Then, the dataset makes the use of visualization to verify that it is correct and distributed. After this, the CSV file is transformed into a TXT file, that is model-training friendly. Every row of data is written into a prototyped prompt, which consists of the question, multiple choices, and a correct answer. The lines that divide the data are kept at distance to ensure clarity and the ability to conform to instruction based fine-tuning tasks.
The TXT file is also read again and divides into blocks incase of reading of each MCQ in case of doubling of newlines. Individually, the block, question, choices and answer is used to process and create dictionaries before storing as a mcqdataset.json file. It describes machine learning workflows so that they are easily accessible based on this JSON format.
Thereafter, the JSON dataset is segmented into training and test datasets in a 80-20 ratio through the traintestsplit function. The traindata and testdata subsets are later saved to be later fine-tuned and tested.
This training pipeline involves the need to make a Hugging face log-in in order to obtain pre-trained models, and other libraries. The environment is configured by importing libs and dependencies.

3.2. LLaMa 2 Model Setup

The base model to use in the assignment LLaMA 2-7B (meta-llama/Llama-2-7b-chat- hf ) was picked. The BitsAndBytesConfig loads the model with 8-bit quantization, consuming less memory and working better on systems which are memory limited. It is an automatic mapping model with available devices (CPU or GPU).
The corresponding tokenizer is loaded and the padding token positioned with the end of sequence (EOS) token so that training or inference will not give attempts to generate errors.

3.3. Prompt Engineering

Fine-tuning starts with a loading of train.json and prompts building. All MCQs are generated into few-shot prompt format by using pre-defined examples (FEWSHOTEXAMPLE). This aids the model to improve the anticipated reasoning and choice-of answers performances. This data is then converted into a Hugging Face Dataset object and divided into 10 parts (90 per cent and 10 per cent respectively).

3.4. Parameter Efficient Fine-Tuning with LoRA

LoRA is used to do parameter-efficient fine-tuning. To optimize the adaptation, the configuration is of rank value r=64 and the mechanism used are the dropout and scaling mechanisms. In essence, the parameters of training are:
  • Conventionally, small-downloading patches of resources,
  • 5 epochs,
  • An abcosine-based learning schedule, and
  • FP16 accuracy of computational performance.
Hugging Face has an alternative SFTTrainer that streamlines training by using Hugging Face, as a single model, tokenizer, datasets, LoRA configuration, and training argument. The execution of the trainer is through trainer.train() and fine-tuning the model is carried out on the MCQ dataset. Screenprints are recorded and stored at the end of every single epoch to allow traceability and to checkpoint.
Finally, tokenizer and LoRA-enhanced LLaMA 2 are re-loaded after fine-tuning. The trained LoRA adapter of PeftModel selects the base model and puts it in evaluation mode.

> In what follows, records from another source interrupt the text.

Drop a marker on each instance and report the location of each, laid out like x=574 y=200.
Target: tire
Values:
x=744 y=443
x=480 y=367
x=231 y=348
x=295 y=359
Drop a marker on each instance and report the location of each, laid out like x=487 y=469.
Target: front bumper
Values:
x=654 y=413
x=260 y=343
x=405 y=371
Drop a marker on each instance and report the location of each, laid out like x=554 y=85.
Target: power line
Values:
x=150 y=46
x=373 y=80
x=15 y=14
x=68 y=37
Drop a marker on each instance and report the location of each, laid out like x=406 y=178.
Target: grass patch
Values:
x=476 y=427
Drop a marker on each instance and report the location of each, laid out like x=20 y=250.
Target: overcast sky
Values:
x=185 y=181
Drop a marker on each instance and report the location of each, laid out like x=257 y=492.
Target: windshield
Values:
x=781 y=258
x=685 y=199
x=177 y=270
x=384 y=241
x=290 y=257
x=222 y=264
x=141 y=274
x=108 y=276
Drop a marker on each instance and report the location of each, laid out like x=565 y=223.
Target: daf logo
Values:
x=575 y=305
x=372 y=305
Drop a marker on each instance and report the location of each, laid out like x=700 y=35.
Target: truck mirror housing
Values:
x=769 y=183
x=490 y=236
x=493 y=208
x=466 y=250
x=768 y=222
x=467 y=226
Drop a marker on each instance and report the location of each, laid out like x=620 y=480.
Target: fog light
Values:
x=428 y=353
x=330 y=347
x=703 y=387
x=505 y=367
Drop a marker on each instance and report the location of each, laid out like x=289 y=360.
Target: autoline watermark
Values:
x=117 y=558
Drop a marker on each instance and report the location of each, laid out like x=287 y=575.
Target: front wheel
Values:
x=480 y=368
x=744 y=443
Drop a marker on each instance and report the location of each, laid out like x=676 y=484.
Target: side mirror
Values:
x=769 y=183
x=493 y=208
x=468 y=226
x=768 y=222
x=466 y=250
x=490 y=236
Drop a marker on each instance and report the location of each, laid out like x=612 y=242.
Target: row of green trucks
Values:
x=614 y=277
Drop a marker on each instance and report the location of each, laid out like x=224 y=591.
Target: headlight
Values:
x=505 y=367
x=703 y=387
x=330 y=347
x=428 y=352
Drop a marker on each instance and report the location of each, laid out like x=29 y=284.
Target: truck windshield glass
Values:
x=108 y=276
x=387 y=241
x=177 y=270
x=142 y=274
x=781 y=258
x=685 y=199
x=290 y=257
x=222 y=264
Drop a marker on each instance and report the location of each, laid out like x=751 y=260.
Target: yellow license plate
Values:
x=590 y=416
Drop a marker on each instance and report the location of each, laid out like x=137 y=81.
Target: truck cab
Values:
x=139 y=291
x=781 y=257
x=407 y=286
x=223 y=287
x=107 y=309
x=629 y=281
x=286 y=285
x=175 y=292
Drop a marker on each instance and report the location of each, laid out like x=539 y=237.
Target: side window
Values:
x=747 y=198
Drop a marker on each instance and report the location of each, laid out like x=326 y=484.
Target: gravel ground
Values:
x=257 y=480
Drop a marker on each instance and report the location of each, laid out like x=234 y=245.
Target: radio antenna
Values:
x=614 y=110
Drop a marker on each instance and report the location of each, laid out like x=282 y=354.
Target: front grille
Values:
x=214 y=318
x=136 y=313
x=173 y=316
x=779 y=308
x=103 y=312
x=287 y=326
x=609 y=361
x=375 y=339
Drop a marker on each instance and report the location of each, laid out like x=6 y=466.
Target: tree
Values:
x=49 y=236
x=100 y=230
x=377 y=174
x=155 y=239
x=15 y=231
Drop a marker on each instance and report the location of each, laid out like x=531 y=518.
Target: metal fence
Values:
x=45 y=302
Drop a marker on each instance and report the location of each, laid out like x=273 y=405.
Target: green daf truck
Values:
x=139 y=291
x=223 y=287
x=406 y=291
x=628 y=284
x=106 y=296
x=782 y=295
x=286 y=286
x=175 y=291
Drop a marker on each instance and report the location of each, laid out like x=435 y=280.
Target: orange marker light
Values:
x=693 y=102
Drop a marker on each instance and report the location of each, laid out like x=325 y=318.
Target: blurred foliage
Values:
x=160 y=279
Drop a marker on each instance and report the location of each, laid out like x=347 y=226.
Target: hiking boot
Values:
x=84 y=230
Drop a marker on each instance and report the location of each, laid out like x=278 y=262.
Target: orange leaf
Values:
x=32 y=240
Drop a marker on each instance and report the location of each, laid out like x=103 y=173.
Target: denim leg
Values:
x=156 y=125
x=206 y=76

3.5. Model Saving and Inference

To use prompts in inference, it is tokenized and inputted into the model which produces responses obeying a maxnew_tokens constraint. The products are read straight away without special tokens. A small number of the examples are also stored to keep the consistency in inferences.
In the testing phase, the MCQs are combined with few-shot prompts and introduced to the model. The predictions are generated and the chosen answer (A-E) was extracted with the help of a regulator. The predictions are matched with the ground-truth answers and the correctness is recorded and elaborate evaluation logs are kept, indicating whether the prediction was correct and the raw output of the model available.
The final important step after refining the process is the saving and replacement of the model to facilitate reproducibility, portability, and practical application of the model within the down stream healthcare operations. The tokenizer is reloaded along with LoRA-adapted LLaMA 2 model so that the fine-tuned parameters would get along with the base model. The trained LoRA adapter can be connected with the model by the wrapping of the model with the PeftModel class as seamlessly as possible and running the system in evaluation mode on minimal overhead calculations. By this design the only modified, and lightweight, parameters are retained, which significantly reduces storage space relative to full fine-tuned model storage.
In inference, the pipeline receives a prompt provided by a user (question, options and few-shot examples) and converts it into the desired format by tokenizing. The model subsequently produces answers with a set limit of available tokens such that there is efficiency and coherence. The results of the output are converted to clean text where special tokens are ignored because they can create formatting problems. The option A-E is identified by performing an extraction process using a regular expression to isolate the output of prediction. The prediction results are then contrasted with the ground-truth results where the outcomes are kept to be further assessed. This efficient saving and inference representation allows effective implementation of the fine-tuned model hence suitable to capture the actual clinical reasoning and decision-support activities in the real world.

3.6. Explainability with LIME

In order to increase transparency, LIME (Local Interpretable Model-agnostic Explanations) gets incorporated into the workflow. It relies on a custom class, MCQLimeWrapper that is created to modify the LLaMA 2 model to work with LimeTextExplainer. The prediction of a model is decoded into a one-hot probability vector expected by LIME, by the wrapper.
Interpretability pipeline would consist of:
  • To produce the few-shot expected form of prompts, one constructs prompts,
  • The importance of words in affecting the answer of the model can be studied by running LIME perturbations.
  • Providing human decipherable accounts of the drivers of prediction.
As an example, in one instance the model has displayed a high degree of confidence in option "D" which is in line with the correct answer. The key words mentioned by LIME included influential words like: D, Administration, Protection, Agency, work force. The words highlighted the context in which the model is based on regulatory context, as it shows how LIME is offering transparency in word level reasoning. This feature of interpretability enables practitioners to not only check with whether the model is correct but also the reason why it reached the conclusion- a crucial quality of healthcare AI.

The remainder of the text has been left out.